During a board meeting this week NYPD Transit Bureau Chief Kathleen O’Reilly said the rise in subway crime isn’t as much of a problem as it seems to be.

“We are still battling the impression that crime is out of control in the subway, and this is not the case,” said O’Reilly. “These few vicious incidents don’t represent the majority of the subway system.”

For all of the news of an alleged increase in subway crime, the NYPD states that crime is lower than ever. However, the types of crimes seeing an increase leave a sour taste.

In the same week cops arrested the Morgan Avenue attacker, police officials unveiled statistics that showed crime in 2020 was lower than 2019, dropping 95,552 incidents. This includes 681 fewer victims than last year and 11,668 fewer victims in six years.

But there was also an increase in shootings and murders with a 97% increase in shootings and a 44% increase in murders when compared to 2019. Burglaries and car thefts have increased by 42% and 67% respectively. There was also a 29% increase in gun arrests.
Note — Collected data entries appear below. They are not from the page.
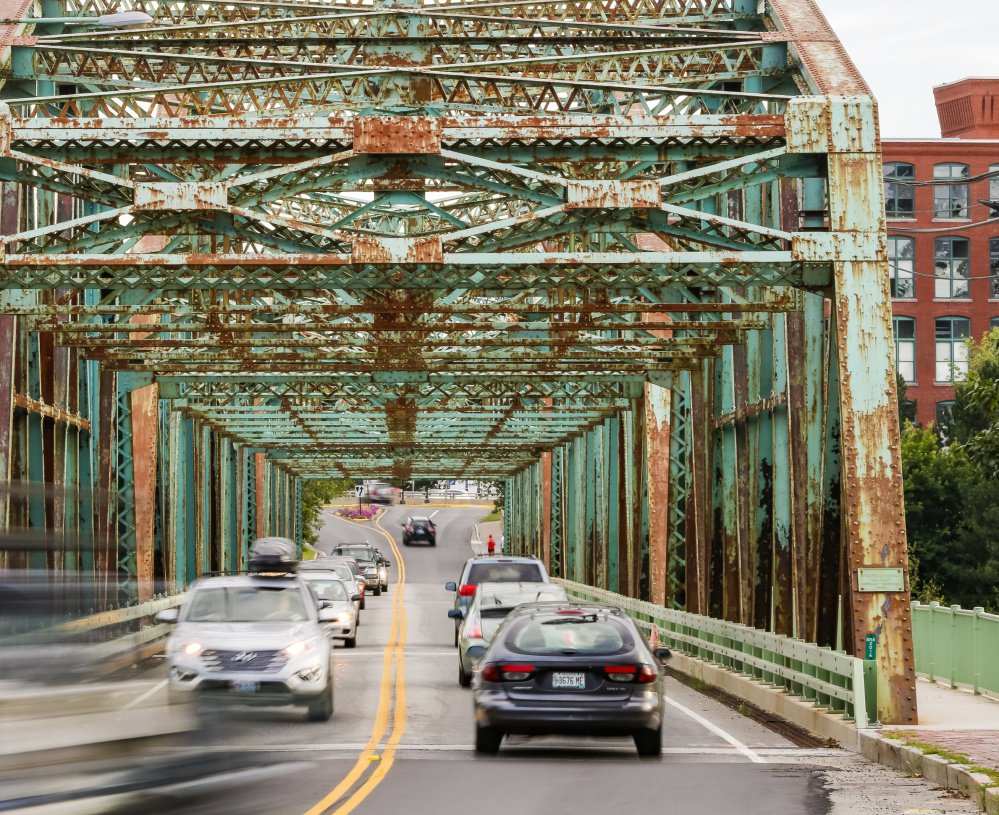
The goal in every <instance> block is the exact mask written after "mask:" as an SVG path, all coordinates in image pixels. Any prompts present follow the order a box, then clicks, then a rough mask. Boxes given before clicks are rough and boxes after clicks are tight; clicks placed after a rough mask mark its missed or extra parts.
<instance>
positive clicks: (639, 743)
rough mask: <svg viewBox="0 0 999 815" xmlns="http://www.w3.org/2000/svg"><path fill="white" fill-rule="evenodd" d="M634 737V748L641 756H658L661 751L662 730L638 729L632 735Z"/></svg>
mask: <svg viewBox="0 0 999 815" xmlns="http://www.w3.org/2000/svg"><path fill="white" fill-rule="evenodd" d="M632 738H634V739H635V749H637V750H638V755H640V756H642V757H643V758H658V757H659V756H661V755H662V752H663V730H662V728H661V727H659V728H657V729H655V730H638V731H636V732H635V734H634V735H633V736H632Z"/></svg>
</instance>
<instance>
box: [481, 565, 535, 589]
mask: <svg viewBox="0 0 999 815" xmlns="http://www.w3.org/2000/svg"><path fill="white" fill-rule="evenodd" d="M490 582H496V583H544V582H545V576H544V574H543V573H542V571H541V567H540V566H539V565H538V564H537V563H473V564H472V568H471V570H470V571H469V573H468V580H466V581H465V583H466V584H469V585H472V586H478V585H479V583H490Z"/></svg>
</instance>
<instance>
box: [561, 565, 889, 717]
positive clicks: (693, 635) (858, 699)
mask: <svg viewBox="0 0 999 815" xmlns="http://www.w3.org/2000/svg"><path fill="white" fill-rule="evenodd" d="M552 582H554V583H558V584H559V585H560V586H562V587H563V588H565V590H566V592H567V593H568V594H569V596H570V597H574V598H578V599H581V600H592V601H596V602H600V603H607V604H608V605H615V606H620V607H622V608H623V609H624V610H625V611H627V612H628V614H629V615H630V616H631V617H632V618H633V619H634V620H635V622H636V623H637V624H638V625H639V627H641V628H642V629H643V630H645V631H647V632H650V631H651V630H652V626H653V625H655V626H656V627H657V628H658V631H659V639H660V642H662V643H663V644H664V645H666V646H668V647H669V648H671V649H673V650H674V651H677V652H679V653H682V654H686V655H688V656H691V657H696V658H697V659H700V660H704V661H705V662H710V663H712V664H714V665H720V666H722V667H724V668H727V669H728V670H730V671H734V672H735V673H739V674H742V675H744V676H746V677H750V678H752V679H755V680H758V681H760V682H764V683H766V684H768V685H770V686H771V687H776V688H781V689H782V690H784V691H785V692H786V693H788V694H790V695H792V696H797V697H799V698H801V699H804V700H805V701H808V702H811V703H812V704H814V705H815V706H816V707H821V708H825V709H826V710H827V711H828V712H829V713H836V714H842V715H843V716H844V718H847V719H852V720H853V721H854V723H855V725H856V727H857V728H858V729H863V728H868V727H876V726H877V685H876V682H877V673H876V671H875V669H874V667H875V666H874V662H873V661H865V660H862V659H858V658H857V657H852V656H849V655H848V654H845V653H843V652H842V651H833V650H832V649H830V648H824V647H820V646H818V645H812V644H811V643H807V642H802V641H801V640H796V639H792V638H790V637H784V636H781V635H779V634H771V633H769V632H767V631H760V630H759V629H756V628H749V627H748V626H745V625H739V624H737V623H730V622H726V621H724V620H715V619H713V618H711V617H702V616H700V615H698V614H688V613H687V612H684V611H675V610H673V609H668V608H664V607H663V606H657V605H656V604H654V603H648V602H645V601H643V600H636V599H634V598H632V597H625V596H624V595H622V594H615V593H614V592H610V591H605V590H604V589H598V588H595V587H593V586H586V585H584V584H582V583H573V582H572V581H569V580H560V579H553V581H552Z"/></svg>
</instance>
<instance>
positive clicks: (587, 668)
mask: <svg viewBox="0 0 999 815" xmlns="http://www.w3.org/2000/svg"><path fill="white" fill-rule="evenodd" d="M668 656H669V651H668V650H667V649H665V648H661V649H656V653H655V654H653V653H652V652H651V651H650V650H649V648H648V646H647V645H646V644H645V640H644V638H643V637H642V635H641V633H640V632H639V631H638V628H637V627H636V626H635V623H634V622H633V621H632V620H631V618H630V617H628V615H627V614H625V613H624V611H623V610H622V609H620V608H616V607H613V606H605V605H599V604H593V603H583V602H553V603H552V602H550V603H527V604H524V605H521V606H518V607H517V608H516V609H515V610H514V611H512V612H511V613H510V615H509V616H508V618H507V620H506V622H505V623H504V625H503V626H502V628H501V629H500V630H499V631H498V632H497V634H496V636H495V637H494V638H493V641H492V643H491V644H490V646H489V649H488V650H487V651H486V653H485V655H484V656H483V657H482V661H481V662H480V664H479V667H478V669H477V670H476V671H475V676H474V680H473V683H472V696H473V702H474V706H475V749H476V752H479V753H496V752H497V751H498V750H499V748H500V743H501V741H502V740H503V737H504V736H505V735H507V734H511V733H513V734H520V735H529V736H531V735H549V734H552V735H556V734H558V735H582V736H631V737H632V738H633V739H634V742H635V747H636V748H637V750H638V754H639V755H640V756H647V757H651V756H659V755H660V754H661V752H662V719H663V680H662V676H661V671H660V666H659V661H660V660H662V659H666V658H667V657H668Z"/></svg>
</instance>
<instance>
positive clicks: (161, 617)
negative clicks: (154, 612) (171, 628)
mask: <svg viewBox="0 0 999 815" xmlns="http://www.w3.org/2000/svg"><path fill="white" fill-rule="evenodd" d="M179 616H180V609H176V608H165V609H163V611H158V612H156V616H155V617H154V619H155V620H156V622H158V623H169V624H170V625H173V624H174V623H176V622H177V618H178V617H179Z"/></svg>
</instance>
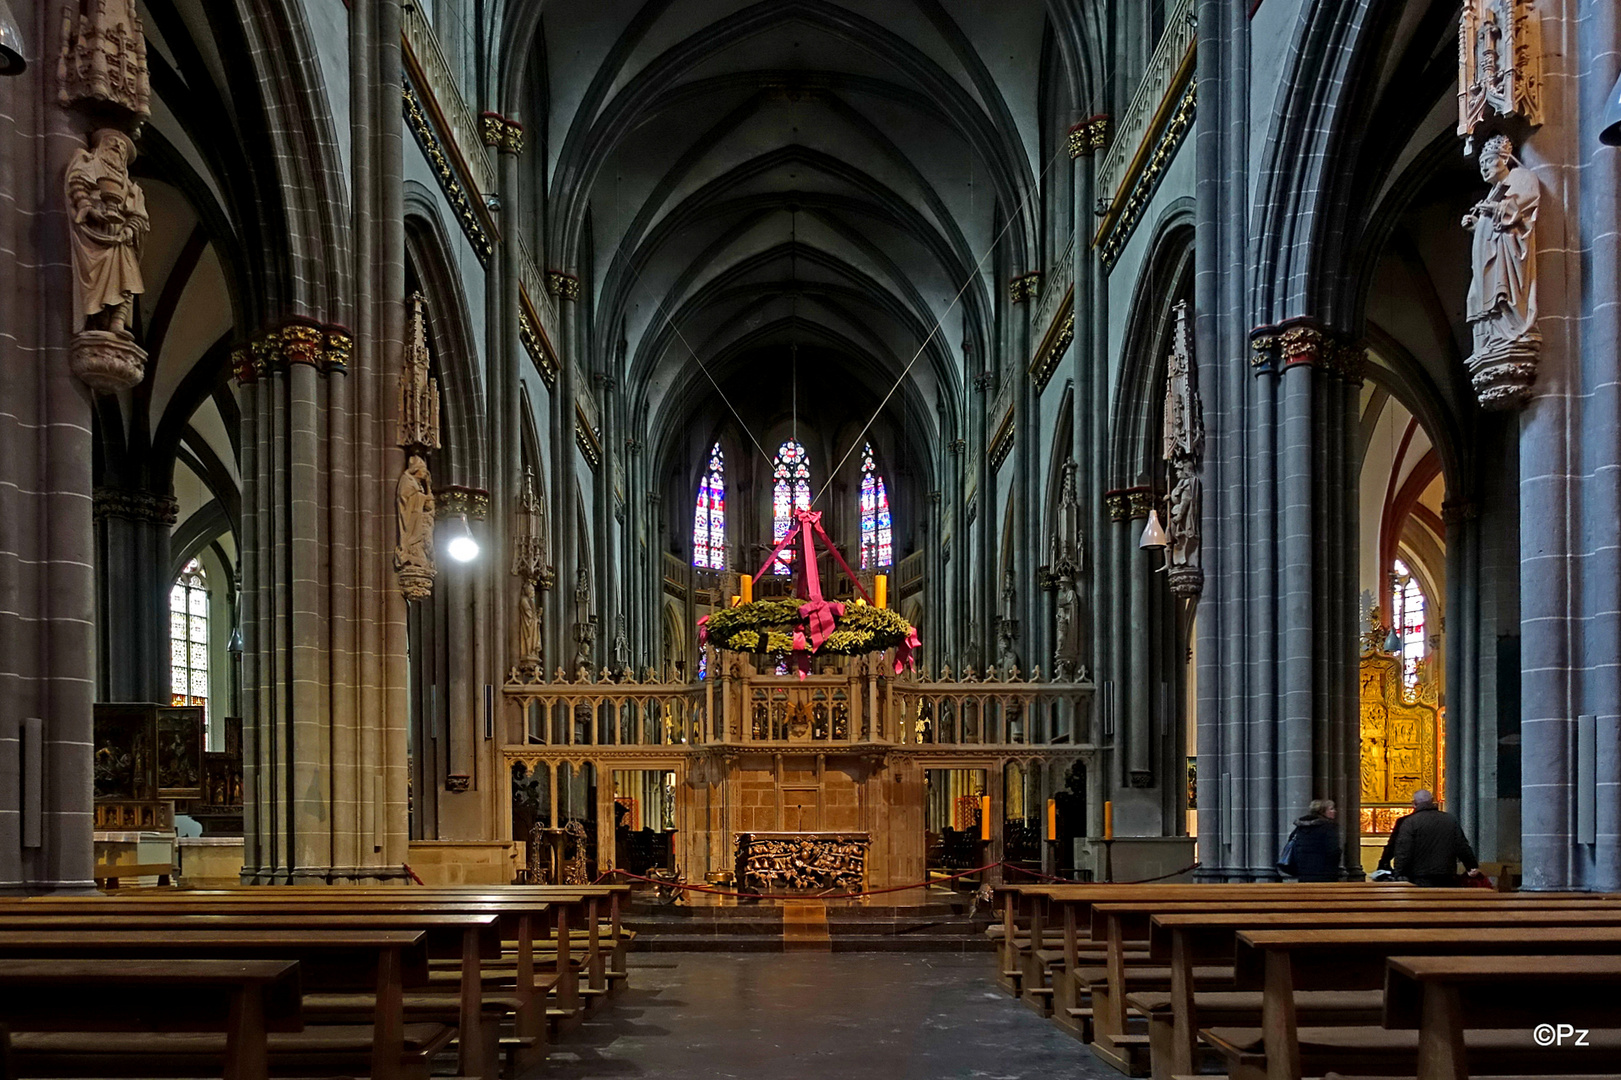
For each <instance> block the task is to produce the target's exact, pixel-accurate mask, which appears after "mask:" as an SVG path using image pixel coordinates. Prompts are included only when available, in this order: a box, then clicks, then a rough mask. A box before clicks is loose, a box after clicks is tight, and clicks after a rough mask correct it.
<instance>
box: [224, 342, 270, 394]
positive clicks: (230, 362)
mask: <svg viewBox="0 0 1621 1080" xmlns="http://www.w3.org/2000/svg"><path fill="white" fill-rule="evenodd" d="M230 370H232V373H235V376H237V383H240V384H243V386H246V384H248V383H258V381H259V376H261V375H264V371H261V370H259V363H258V360H256V358H254V355H253V345H250V344H248V342H243V344H240V345H237V347H235V349H232V350H230Z"/></svg>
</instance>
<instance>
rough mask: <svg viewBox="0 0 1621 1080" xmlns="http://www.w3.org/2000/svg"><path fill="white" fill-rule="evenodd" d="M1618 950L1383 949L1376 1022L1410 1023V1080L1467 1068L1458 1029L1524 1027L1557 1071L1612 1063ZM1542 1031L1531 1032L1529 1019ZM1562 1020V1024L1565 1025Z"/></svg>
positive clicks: (1468, 1056) (1463, 1045)
mask: <svg viewBox="0 0 1621 1080" xmlns="http://www.w3.org/2000/svg"><path fill="white" fill-rule="evenodd" d="M1618 1001H1621V957H1545V955H1533V957H1514V955H1508V957H1391V960H1389V966H1388V970H1386V979H1384V1026H1386V1028H1399V1030H1415V1031H1418V1061H1417V1065H1418V1067H1417V1080H1464V1078H1467V1077H1469V1075H1470V1070H1469V1049H1467V1039H1465V1036H1464V1031H1465V1030H1482V1028H1503V1030H1512V1031H1530V1033H1532V1043H1533V1044H1535V1046H1538V1048H1543V1052H1545V1054H1546V1065H1545V1067H1550V1069H1558V1070H1559V1072H1572V1070H1576V1069H1582V1067H1593V1069H1598V1067H1615V1065H1616V1044H1615V1039H1613V1035H1611V1038H1610V1039H1608V1044H1606V1046H1598V1041H1605V1039H1603V1035H1600V1039H1597V1041H1595V1039H1593V1038H1592V1036H1593V1033H1595V1031H1598V1033H1605V1030H1606V1028H1613V1026H1615V1020H1616V1002H1618ZM1538 1025H1542V1026H1543V1038H1540V1039H1538V1038H1537V1026H1538ZM1561 1025H1568V1026H1569V1031H1568V1030H1566V1026H1561Z"/></svg>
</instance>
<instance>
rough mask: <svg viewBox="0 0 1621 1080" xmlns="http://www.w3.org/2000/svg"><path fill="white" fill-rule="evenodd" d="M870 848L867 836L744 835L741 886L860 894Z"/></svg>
mask: <svg viewBox="0 0 1621 1080" xmlns="http://www.w3.org/2000/svg"><path fill="white" fill-rule="evenodd" d="M870 843H872V837H870V835H867V834H866V832H739V834H738V884H739V885H741V887H742V889H759V890H760V892H778V890H785V889H788V890H823V889H838V890H845V892H859V890H861V887H862V882H864V881H866V876H867V845H870Z"/></svg>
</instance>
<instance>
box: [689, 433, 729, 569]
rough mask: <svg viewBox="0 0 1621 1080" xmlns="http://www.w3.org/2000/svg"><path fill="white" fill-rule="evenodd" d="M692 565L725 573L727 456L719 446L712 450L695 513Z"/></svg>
mask: <svg viewBox="0 0 1621 1080" xmlns="http://www.w3.org/2000/svg"><path fill="white" fill-rule="evenodd" d="M692 564H694V566H702V568H704V569H726V456H725V454H721V451H720V443H715V446H713V448H710V461H708V467H707V469H705V470H704V480H702V482H700V483H699V504H697V509H695V511H692Z"/></svg>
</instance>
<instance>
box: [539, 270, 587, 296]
mask: <svg viewBox="0 0 1621 1080" xmlns="http://www.w3.org/2000/svg"><path fill="white" fill-rule="evenodd" d="M546 292H550V294H551V295H554V297H558V298H559V300H571V302H572V300H579V298H580V279H579V277H575V276H574V274H564V272H562V271H546Z"/></svg>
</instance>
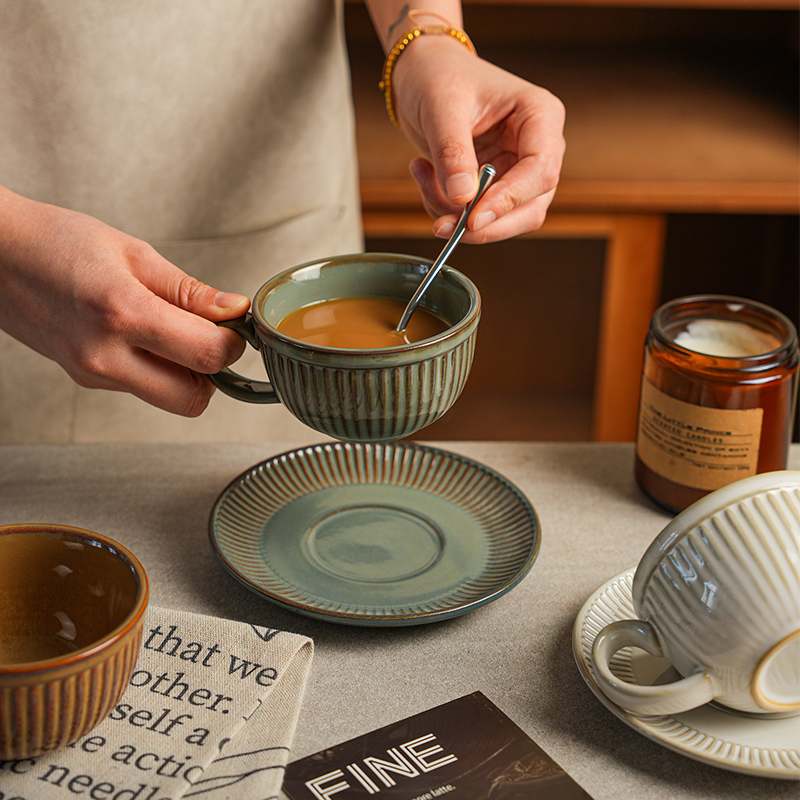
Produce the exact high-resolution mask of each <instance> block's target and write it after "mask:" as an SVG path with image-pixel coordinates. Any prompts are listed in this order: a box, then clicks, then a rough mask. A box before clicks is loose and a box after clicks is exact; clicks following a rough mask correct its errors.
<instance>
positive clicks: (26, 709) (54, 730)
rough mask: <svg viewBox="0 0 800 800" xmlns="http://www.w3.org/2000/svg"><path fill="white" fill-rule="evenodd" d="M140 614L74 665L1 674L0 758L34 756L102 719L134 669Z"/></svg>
mask: <svg viewBox="0 0 800 800" xmlns="http://www.w3.org/2000/svg"><path fill="white" fill-rule="evenodd" d="M143 624H144V617H141V618H140V619H139V622H138V625H137V626H136V630H135V631H132V632H130V634H129V635H128V636H126V637H124V638H122V639H120V640H118V641H116V642H114V643H113V644H112V645H110V646H109V647H107V648H105V649H103V650H102V651H101V652H100V653H98V654H97V655H96V656H94V657H93V658H90V659H86V664H85V665H81V668H80V669H77V670H76V669H75V667H74V666H72V667H70V666H61V667H59V666H55V667H51V668H49V669H48V668H47V667H43V668H42V669H40V670H37V671H34V672H31V673H29V674H28V675H25V676H20V675H11V676H3V675H0V761H13V760H18V759H21V758H33V757H35V756H37V755H40V754H41V753H44V752H46V751H48V750H55V749H58V748H60V747H65V746H66V745H68V744H70V743H72V742H74V741H76V740H77V739H80V738H81V736H83V735H84V734H86V733H88V732H89V731H90V730H92V728H94V727H95V726H96V725H97V724H98V723H100V722H102V721H103V720H104V719H105V718H106V717H107V716H108V714H109V713H110V712H111V710H112V709H113V707H114V705H115V704H116V703H117V702H118V700H119V699H120V697H121V696H122V694H123V693H124V691H125V689H126V688H127V686H128V683H129V681H130V679H131V675H132V674H133V669H134V666H135V665H136V660H137V658H138V655H139V648H140V646H141V643H142V626H143Z"/></svg>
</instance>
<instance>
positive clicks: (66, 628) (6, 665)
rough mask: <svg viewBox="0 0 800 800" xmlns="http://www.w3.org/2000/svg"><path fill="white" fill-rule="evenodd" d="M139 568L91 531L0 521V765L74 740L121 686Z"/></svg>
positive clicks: (136, 649) (146, 595)
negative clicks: (6, 761)
mask: <svg viewBox="0 0 800 800" xmlns="http://www.w3.org/2000/svg"><path fill="white" fill-rule="evenodd" d="M148 595H149V586H148V581H147V575H146V574H145V571H144V567H143V566H142V565H141V563H140V562H139V560H138V559H137V558H136V556H134V555H133V553H131V552H130V551H129V550H127V549H126V548H125V547H123V546H122V545H120V544H118V543H117V542H115V541H113V540H112V539H109V538H108V537H106V536H103V535H101V534H99V533H92V532H90V531H85V530H81V529H80V528H71V527H67V526H62V525H8V526H4V527H0V761H6V760H15V759H20V758H31V757H33V756H36V755H38V754H40V753H43V752H45V751H47V750H54V749H56V748H59V747H63V746H65V745H68V744H70V743H71V742H74V741H75V740H76V739H79V738H80V737H81V736H83V735H84V734H85V733H87V732H88V731H90V730H91V729H92V728H94V727H95V726H96V725H97V724H98V723H99V722H101V721H102V720H103V719H104V718H105V717H106V716H107V715H108V713H109V712H110V711H111V709H112V708H113V707H114V705H115V704H116V703H117V701H118V700H119V698H120V697H121V695H122V693H123V692H124V691H125V689H126V687H127V685H128V682H129V681H130V677H131V674H132V673H133V668H134V665H135V664H136V660H137V658H138V656H139V649H140V646H141V642H142V626H143V624H144V613H145V609H146V607H147V600H148Z"/></svg>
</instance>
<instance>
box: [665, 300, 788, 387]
mask: <svg viewBox="0 0 800 800" xmlns="http://www.w3.org/2000/svg"><path fill="white" fill-rule="evenodd" d="M650 335H651V337H652V339H654V340H655V342H656V343H657V344H658V345H661V346H663V347H667V348H669V349H671V350H673V352H674V353H675V354H677V355H682V356H683V358H684V359H685V361H686V362H687V363H688V362H691V364H692V368H693V369H703V370H708V371H709V372H711V373H714V372H716V373H726V372H735V373H739V377H738V378H737V380H742V379H745V380H746V379H747V376H748V374H749V373H753V376H752V377H753V378H754V379H756V376H755V373H761V372H763V371H765V370H771V369H775V368H776V367H780V366H786V364H787V362H790V363H791V362H796V361H797V359H798V339H797V330H796V329H795V326H794V324H793V323H792V322H791V320H790V319H789V318H788V317H787V316H786V315H785V314H782V313H781V312H780V311H777V310H776V309H774V308H771V307H770V306H767V305H764V304H763V303H759V302H756V301H754V300H745V299H743V298H740V297H730V296H727V295H697V296H693V297H683V298H678V299H676V300H672V301H670V302H668V303H665V304H664V305H662V306H661V307H660V308H659V309H658V310H657V311H656V312H655V314H654V315H653V318H652V320H651V322H650ZM741 373H744V374H741ZM720 377H721V376H720Z"/></svg>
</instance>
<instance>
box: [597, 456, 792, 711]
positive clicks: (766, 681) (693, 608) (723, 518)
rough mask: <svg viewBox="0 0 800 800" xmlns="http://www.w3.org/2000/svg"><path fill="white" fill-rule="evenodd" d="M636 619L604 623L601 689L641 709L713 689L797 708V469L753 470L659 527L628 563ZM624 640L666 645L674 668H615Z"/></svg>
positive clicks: (690, 697)
mask: <svg viewBox="0 0 800 800" xmlns="http://www.w3.org/2000/svg"><path fill="white" fill-rule="evenodd" d="M632 595H633V603H634V608H635V609H636V613H637V615H638V617H639V619H638V620H625V621H622V622H617V623H612V624H611V625H608V626H606V628H604V629H603V630H602V631H601V632H600V634H598V636H597V639H596V640H595V643H594V647H593V650H592V663H593V666H594V669H595V674H596V677H597V680H598V683H599V685H600V687H601V689H602V690H603V691H604V692H605V694H606V695H607V696H608V697H609V698H610V699H611V700H613V701H614V702H615V703H617V704H618V705H620V706H622V707H623V708H625V709H627V710H629V711H631V712H633V713H635V714H640V715H652V714H673V713H679V712H682V711H687V710H689V709H690V708H694V707H696V706H698V705H702V704H703V703H706V702H708V701H710V700H715V701H717V702H718V703H720V704H722V705H724V706H726V707H729V708H731V709H735V710H738V711H743V712H748V713H753V714H793V713H799V712H800V472H797V471H789V470H784V471H779V472H771V473H765V474H761V475H755V476H753V477H751V478H746V479H744V480H741V481H738V482H736V483H733V484H730V485H729V486H726V487H724V488H722V489H719V490H717V491H716V492H713V493H712V494H710V495H707V496H706V497H704V498H702V499H701V500H699V501H698V502H696V503H695V504H694V505H692V506H690V507H689V508H687V509H686V510H685V511H683V512H681V513H680V514H679V515H678V516H677V517H675V519H674V520H673V521H672V522H671V523H670V524H669V525H668V526H667V527H666V528H665V529H664V530H663V531H662V532H661V533H660V534H659V535H658V537H657V538H656V539H655V541H654V542H653V543H652V544H651V545H650V547H649V548H648V550H647V551H646V552H645V554H644V556H643V557H642V560H641V561H640V562H639V565H638V567H637V569H636V574H635V576H634V580H633V587H632ZM623 647H640V648H642V649H644V650H646V651H647V652H650V653H652V654H653V655H664V656H665V657H666V658H667V659H668V660H669V661H670V663H671V664H672V665H673V666H674V667H675V669H676V670H677V671H678V672H679V673H680V674H681V675H682V676H683V679H682V680H679V681H676V682H675V683H671V684H666V685H664V686H638V685H635V684H632V683H629V682H628V681H624V680H621V679H620V678H618V677H617V676H615V675H614V674H613V673H612V671H611V669H610V666H609V664H610V660H611V656H612V655H613V654H614V653H615V652H616V651H617V650H619V649H621V648H623Z"/></svg>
According to the MTA, in 2020, 50 of its officers are patrolling the subway (the NYPD added hundreds of officers to subway patrol as well). Before testifying at the hearing Utano met with police department chiefs to discuss assaults impacting Local 100 members on buses and in subways. Utano called for a bigger police presence in order to deter crime. O’Reilly assured Utano that her division would see an increase in officers using the two classes of recruits in the NYPD Academy to add more people to subway patrol.

For now, however, words will substitute for action. In a statement addressing the Christmas Eve incident, MTA Chief Communications Officer Abbey Collins said, “We have zero tolerance for these heinous attacks on our heroic workers.”